Comme le marché de Brive La Gaillarde, l’hôpital de cette ville mérite quelques vers d’une chanson. Cette fois, le texte ne s’en prendrait pas aux cognes mais au sous-directeur du centre hospitalier, un ancien socialiste proche de Hollande reconverti en LR, Michel da Cunha.

En pleine pandémie, alors que l’hôpital de Brive a décrété le plan blanc – plan qui permet de mobiliser tout le personnel d’un centre hospitalier pour faire face à une situation d’urgence et voit la déprogrammation des interventions  – Michel da Cunha a eu l’idée pour distraire le personnel de faire entrer des comédiens jouant les patients dans six services de l’établissement briviste.

Le Brive Comédie Club s’est déroulé du 15 au 25 décembre. Si les chefs de service et les cadres étaient au courant, pas les infirmières, ni les aides-soignants, ni les agents de service. Ils jouaient dans une pièce sans le savoir. Monsieur da Cunha voulait les tester.

Ces comédiens, en bons professionnels, ont parfaitement réussi à pousser à bout des soignants depuis des mois sous tension.

Faisant perdre leur temps aux infirmières. L’un semant la zizanie dans les couloirs, simulant des troubles sévères, s’en est pris à une secrétaire qui a été secourue par un infirmier, puis un médecin a dû abréger sa consultation pour venir en aide à l’infirmier. La performance de l’artiste a mobilisé des agents de sécurité qui ont contacté les forces de l’ordre pour vérifier si l’homme qui mettait le chaos dans l’hôpital n’était pas recherché.
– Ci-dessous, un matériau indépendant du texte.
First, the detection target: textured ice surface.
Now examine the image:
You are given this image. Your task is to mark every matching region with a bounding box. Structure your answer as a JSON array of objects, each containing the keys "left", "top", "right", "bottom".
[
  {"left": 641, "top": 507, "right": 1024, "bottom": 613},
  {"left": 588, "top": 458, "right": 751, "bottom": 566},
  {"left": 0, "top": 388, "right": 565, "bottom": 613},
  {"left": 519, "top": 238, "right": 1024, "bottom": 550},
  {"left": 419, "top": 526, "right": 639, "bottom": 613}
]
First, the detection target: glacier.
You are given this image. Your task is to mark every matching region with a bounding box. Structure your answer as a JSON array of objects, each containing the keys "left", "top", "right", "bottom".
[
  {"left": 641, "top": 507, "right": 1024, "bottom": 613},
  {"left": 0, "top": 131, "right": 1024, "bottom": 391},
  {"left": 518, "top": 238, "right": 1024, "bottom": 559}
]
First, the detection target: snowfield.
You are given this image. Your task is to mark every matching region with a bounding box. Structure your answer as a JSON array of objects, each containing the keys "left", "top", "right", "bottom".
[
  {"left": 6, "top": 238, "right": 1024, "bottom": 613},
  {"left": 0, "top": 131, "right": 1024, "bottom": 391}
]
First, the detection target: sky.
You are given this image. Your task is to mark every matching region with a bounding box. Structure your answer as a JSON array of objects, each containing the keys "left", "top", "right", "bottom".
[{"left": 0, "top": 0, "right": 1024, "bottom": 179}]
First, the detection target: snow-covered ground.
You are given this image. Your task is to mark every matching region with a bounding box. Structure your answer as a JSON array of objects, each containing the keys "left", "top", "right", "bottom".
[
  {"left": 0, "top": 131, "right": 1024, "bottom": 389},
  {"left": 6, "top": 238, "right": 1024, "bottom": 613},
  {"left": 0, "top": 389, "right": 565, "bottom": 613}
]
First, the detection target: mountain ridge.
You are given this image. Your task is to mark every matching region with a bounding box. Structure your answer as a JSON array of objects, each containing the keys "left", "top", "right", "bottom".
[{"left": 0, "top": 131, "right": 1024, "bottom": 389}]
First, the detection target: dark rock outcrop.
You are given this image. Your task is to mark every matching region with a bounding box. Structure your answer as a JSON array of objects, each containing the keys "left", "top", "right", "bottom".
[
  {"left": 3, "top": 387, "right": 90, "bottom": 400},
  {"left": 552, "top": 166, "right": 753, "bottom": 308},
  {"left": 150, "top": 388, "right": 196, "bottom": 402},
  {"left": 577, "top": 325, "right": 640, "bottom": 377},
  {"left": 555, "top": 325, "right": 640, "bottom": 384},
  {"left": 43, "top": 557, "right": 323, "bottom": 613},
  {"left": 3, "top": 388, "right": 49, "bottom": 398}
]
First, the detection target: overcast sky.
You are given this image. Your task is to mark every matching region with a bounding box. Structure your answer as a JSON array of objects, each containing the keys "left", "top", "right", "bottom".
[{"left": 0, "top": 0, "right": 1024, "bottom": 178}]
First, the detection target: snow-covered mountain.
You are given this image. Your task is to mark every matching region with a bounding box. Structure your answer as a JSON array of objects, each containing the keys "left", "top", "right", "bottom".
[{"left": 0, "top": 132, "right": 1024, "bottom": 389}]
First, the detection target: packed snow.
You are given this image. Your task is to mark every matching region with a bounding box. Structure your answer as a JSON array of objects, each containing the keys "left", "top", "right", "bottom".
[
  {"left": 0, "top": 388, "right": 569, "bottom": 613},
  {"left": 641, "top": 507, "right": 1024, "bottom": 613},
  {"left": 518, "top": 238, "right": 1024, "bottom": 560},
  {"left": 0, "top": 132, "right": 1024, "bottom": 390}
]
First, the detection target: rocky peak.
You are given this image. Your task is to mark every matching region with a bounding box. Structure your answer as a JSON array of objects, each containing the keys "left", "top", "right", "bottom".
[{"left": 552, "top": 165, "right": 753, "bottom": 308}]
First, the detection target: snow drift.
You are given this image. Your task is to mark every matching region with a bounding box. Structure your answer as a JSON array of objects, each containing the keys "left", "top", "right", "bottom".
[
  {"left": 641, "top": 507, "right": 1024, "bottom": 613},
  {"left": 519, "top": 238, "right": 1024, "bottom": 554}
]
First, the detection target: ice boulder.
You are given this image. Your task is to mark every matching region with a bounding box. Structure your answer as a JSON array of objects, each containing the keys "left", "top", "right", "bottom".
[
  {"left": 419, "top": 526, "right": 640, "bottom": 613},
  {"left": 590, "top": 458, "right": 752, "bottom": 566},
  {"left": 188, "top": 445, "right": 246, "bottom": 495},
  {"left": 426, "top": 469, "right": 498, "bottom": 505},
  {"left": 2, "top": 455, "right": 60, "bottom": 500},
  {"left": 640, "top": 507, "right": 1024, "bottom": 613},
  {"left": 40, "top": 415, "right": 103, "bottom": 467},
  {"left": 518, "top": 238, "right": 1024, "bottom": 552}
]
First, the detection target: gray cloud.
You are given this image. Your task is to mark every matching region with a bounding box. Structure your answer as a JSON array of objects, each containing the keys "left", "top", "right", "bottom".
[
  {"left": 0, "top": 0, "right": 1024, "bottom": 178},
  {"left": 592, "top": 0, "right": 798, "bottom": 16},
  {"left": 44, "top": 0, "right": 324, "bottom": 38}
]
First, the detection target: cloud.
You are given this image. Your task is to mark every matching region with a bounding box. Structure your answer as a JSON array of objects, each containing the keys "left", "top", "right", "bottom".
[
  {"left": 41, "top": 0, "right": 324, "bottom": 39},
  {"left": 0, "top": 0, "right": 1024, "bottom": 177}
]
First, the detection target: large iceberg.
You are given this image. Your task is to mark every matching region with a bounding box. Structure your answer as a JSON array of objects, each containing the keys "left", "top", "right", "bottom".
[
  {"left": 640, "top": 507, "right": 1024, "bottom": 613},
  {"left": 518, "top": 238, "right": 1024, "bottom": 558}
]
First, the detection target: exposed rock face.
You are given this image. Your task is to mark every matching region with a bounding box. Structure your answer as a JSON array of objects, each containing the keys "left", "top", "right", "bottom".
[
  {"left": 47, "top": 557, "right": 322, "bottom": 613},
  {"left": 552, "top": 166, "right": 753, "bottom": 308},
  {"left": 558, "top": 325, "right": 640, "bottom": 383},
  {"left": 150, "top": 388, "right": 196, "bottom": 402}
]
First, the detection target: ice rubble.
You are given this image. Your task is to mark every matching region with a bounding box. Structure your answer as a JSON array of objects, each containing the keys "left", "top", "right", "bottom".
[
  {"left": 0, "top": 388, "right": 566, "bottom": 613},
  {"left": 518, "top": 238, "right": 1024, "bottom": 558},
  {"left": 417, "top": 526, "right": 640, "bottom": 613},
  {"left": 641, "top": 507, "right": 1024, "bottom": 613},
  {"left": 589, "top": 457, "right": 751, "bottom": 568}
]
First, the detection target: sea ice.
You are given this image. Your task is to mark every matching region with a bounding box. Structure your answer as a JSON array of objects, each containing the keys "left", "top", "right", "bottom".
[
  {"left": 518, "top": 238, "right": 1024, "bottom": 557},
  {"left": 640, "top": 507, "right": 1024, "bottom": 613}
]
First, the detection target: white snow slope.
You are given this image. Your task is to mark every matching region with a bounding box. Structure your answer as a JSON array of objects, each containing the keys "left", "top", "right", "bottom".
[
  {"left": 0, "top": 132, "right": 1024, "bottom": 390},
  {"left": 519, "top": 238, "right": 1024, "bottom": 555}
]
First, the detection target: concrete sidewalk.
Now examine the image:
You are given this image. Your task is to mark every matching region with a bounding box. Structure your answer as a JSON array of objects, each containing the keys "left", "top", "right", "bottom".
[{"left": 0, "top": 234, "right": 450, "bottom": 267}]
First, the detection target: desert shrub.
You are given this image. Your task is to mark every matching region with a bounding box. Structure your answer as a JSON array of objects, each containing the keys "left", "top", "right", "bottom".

« C’est une perte de temps. C’est regrettable, lamentable, minable d’agir ainsi » résume parfaitement, Jean-Pierre Salès, le responsable CFDT.

 

Il faut être très con et très arrogant pour avoir ce genre d’idée.

Mais monsieur da Cunha ne voit pas où est le problème. L’objectif est de « s’améliorer ». D’obtenir « la certification Experts visiteurs ». D’ailleurs, précise-t-il, en grande majorité les relations entre les comédiens et les agents se sont bien passées. On n’est pas obligé de le croire.

« Les retours négatifs (…) sont massifs. La majorité des soignants est écœuré. C’est un manque de confiance. La rupture est là » selon Jean-Pierre Salès.

 

Michel da Cunha a prévu une expérience similaire en janvier-février 2022.

Monsieur da Cunha demandez plutôt aux vrais patients ce qu’ils pensent de l’hôpital.

Ce qu’ils pensent des services débordés, des infirmières prises pour des pions passant du service de psychiatrie au service cancérologie pour finir aux soins intensifs, des services d’urgence fermés, du détricotage systématique du maillage territorial.

Ce qu’ils pensent des gestionnaires qui saccagent les hôpitaux depuis des dizaines d’années à coups de tableurs Excel.

 

Et si l’on remplaçait Michel da Cunha par un comédien, le personnel du centre hospitalier de Brive s’en rendrait-il compte ?

Peut-être même que l’hôpital fonctionnerait mieux.

 

Comme l’écrit le docteur Gérald Kierzek, « Einstein disait :“On ne résout pas les problèmes avec ceux qui les ont créés” ».